Election Promises and the Myth of “Grade Level”

Last week after Mayor De Blasio sailed into a second term, he made a lot of bold promises to New Yorkers, including repeating a vow to get ALL third grade public school students up to grade level standards.

SIGH.

I just finished my report cards so I can tell you Mayor De Blasio, there will never be a time where ALL NYC third graders will be on grade level. There are nearly 150,000 students with IEPs in NYC and the same number of English Language Learners. The whole point of an IEP (Individual Education Plan) is that it is INDIVIDUALIZED to that student’s abilities and needs, not based on arbitrary standards.  Unless you expel all students with disabilities and ban immigration to NYC, our public schools will always be full of students of all stripes and at all levels.

Giving you the benefit of the doubt, I will assume that you recognize that it would be bad pedagogy to hold students with IEPs and those just starting to learn English to the same standards as general education students. In that case, perhaps you meant to promise that a majority of third graders will reach grade level.

Not likely.

Why?

Well for one thing, not all children learn at the same pace.  Especially for students as young as third grade, even typically developing / gen-ed children may be below or above “grade level” with no cause for alarm. In fact, being on grade level has nothing to do with whether a child is learning, which should be what we prioritize.

Second, does POVERTY and increasing inequality ring a bell?

Because academic performance– particularly test scores– is linked directly to income levels (which also mostly correlate with race).
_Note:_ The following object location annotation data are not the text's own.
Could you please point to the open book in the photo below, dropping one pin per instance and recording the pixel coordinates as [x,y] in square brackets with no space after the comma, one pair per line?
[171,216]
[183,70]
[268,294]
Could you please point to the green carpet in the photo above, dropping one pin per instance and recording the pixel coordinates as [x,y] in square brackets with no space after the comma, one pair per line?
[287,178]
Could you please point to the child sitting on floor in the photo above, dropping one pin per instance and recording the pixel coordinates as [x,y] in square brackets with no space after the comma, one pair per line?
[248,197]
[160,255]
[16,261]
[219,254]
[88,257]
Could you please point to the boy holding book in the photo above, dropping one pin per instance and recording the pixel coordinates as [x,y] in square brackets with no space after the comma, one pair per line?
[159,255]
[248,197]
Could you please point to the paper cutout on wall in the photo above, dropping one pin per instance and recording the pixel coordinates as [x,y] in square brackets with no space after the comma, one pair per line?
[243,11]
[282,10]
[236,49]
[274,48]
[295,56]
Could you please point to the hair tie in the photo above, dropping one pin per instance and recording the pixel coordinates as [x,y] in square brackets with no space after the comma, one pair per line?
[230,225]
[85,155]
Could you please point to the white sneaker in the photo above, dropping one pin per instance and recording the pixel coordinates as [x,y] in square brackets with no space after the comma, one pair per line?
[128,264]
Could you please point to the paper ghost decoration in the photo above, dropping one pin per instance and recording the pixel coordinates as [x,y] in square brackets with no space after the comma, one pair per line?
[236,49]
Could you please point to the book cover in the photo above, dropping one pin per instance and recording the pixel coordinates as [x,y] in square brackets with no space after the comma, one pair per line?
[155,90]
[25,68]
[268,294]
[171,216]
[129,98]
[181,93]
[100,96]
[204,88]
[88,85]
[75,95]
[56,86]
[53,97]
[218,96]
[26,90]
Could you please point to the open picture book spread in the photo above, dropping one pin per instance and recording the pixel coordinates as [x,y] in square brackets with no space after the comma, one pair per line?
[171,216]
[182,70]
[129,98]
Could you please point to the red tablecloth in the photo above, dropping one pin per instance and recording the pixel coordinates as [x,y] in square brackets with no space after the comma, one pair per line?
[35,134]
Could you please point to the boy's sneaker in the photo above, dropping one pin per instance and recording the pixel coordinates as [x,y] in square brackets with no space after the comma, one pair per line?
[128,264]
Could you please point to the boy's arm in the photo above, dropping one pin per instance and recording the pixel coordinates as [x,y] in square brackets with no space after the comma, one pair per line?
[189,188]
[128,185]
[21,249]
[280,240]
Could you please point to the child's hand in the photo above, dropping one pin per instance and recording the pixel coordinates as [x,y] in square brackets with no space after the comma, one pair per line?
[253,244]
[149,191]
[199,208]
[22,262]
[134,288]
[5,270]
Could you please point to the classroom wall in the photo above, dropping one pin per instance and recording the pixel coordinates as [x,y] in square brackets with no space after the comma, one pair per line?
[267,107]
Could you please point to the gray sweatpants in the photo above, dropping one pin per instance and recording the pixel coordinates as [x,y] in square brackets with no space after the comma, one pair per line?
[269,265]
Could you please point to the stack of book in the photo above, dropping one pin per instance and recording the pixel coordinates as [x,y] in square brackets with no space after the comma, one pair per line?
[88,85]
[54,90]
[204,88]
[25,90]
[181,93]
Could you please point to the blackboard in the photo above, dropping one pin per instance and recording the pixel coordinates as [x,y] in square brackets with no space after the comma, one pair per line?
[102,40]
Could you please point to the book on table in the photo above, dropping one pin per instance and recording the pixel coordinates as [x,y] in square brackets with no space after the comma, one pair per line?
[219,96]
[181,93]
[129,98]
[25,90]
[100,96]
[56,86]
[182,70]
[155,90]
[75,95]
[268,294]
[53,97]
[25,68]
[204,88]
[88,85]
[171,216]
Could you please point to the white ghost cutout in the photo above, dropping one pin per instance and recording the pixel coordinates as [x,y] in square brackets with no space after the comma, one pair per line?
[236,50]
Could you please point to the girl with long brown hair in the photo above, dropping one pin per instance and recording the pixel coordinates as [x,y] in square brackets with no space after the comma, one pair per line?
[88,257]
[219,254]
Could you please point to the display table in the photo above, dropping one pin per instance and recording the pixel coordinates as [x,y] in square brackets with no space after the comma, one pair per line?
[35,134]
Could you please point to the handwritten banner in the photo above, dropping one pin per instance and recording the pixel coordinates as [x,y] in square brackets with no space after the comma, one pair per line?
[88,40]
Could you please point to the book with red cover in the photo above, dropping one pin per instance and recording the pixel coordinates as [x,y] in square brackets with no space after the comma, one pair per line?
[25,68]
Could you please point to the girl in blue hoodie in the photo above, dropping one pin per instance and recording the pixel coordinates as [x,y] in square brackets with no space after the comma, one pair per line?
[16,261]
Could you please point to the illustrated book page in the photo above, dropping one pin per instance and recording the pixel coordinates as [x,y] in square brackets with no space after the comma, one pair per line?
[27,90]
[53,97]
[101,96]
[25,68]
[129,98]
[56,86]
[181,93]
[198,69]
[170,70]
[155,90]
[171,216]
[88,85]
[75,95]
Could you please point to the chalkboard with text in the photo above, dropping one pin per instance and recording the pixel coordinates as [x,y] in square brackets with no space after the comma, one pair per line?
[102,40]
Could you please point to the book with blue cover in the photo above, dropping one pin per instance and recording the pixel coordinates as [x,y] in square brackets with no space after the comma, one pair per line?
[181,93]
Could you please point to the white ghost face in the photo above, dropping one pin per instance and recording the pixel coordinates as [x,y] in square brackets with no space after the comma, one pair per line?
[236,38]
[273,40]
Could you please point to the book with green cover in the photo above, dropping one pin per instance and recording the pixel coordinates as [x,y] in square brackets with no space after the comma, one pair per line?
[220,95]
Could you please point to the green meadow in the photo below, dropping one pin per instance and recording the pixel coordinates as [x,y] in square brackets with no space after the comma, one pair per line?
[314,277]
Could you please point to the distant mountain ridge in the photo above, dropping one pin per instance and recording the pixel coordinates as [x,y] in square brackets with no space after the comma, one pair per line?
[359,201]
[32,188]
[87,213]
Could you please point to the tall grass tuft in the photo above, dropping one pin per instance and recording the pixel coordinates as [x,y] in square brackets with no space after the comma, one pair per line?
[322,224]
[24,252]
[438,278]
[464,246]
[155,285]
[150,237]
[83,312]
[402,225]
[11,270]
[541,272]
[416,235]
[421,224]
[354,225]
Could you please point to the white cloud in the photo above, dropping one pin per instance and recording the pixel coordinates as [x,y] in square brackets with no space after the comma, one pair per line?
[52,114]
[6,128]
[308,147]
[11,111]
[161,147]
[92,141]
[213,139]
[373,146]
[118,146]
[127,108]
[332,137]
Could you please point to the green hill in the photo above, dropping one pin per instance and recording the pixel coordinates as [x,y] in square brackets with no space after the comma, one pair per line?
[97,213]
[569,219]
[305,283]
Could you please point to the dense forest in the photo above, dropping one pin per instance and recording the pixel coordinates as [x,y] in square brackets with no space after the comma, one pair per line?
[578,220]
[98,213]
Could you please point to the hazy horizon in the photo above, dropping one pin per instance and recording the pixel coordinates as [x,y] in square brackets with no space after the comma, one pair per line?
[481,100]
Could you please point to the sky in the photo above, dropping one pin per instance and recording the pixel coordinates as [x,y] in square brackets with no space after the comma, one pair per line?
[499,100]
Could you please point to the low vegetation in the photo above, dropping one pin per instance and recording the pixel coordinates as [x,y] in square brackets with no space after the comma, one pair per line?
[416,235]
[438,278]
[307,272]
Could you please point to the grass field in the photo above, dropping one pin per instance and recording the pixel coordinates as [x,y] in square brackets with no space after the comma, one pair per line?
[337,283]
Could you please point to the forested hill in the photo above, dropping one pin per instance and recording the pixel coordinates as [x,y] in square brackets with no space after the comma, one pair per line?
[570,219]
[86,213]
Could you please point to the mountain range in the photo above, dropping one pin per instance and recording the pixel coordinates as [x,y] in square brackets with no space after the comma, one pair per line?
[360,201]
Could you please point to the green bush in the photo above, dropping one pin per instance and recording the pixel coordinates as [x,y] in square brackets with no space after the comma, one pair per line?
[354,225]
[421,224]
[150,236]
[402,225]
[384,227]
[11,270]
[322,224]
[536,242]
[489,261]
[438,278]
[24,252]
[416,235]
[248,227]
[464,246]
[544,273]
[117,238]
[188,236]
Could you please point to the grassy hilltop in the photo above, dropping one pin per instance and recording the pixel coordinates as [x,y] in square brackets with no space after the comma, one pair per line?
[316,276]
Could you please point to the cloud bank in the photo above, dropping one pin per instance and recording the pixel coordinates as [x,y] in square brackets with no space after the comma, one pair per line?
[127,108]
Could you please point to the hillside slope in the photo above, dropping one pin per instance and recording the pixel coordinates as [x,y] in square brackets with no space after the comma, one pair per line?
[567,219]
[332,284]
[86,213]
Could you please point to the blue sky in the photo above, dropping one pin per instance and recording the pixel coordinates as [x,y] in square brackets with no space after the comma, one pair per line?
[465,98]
NYC public schools right now are home to hundreds of thousands of students who live in poverty.  Many of these students move frequently, live in unstable conditions and lack support at home or outside school. Not a recipe for academic achievement.

Worse, as you may have noticed, NYC is only becoming more unequal as housing in neighborhood after neighborhood becomes prohibitively expensive. This year, nearly 1 in 7 of the city’s 1 million plus public school students is homeless. That is approximately 100,000 homeless CHILDREN in NYC alone.

In my school, record homelessness means multiple students commute to my school in Brooklyn from shelters in the Bronx. These 7, 8, and 9 year olds have to wake up at 4 in the morning to get to school and then it takes them two hours to get home at the end of a long day. They spend time outside of school doing things like cooking, cleaning and caring for younger siblings. They are often absent or late and when they do make it to school, they are frequently exhausted.

If you want these students to “perform” on grade level, Mr. Mayor, I suggest you set a different goal; Affordable, stable housing for ALL third graders. Then we can talk about academics and I can teach you about child development.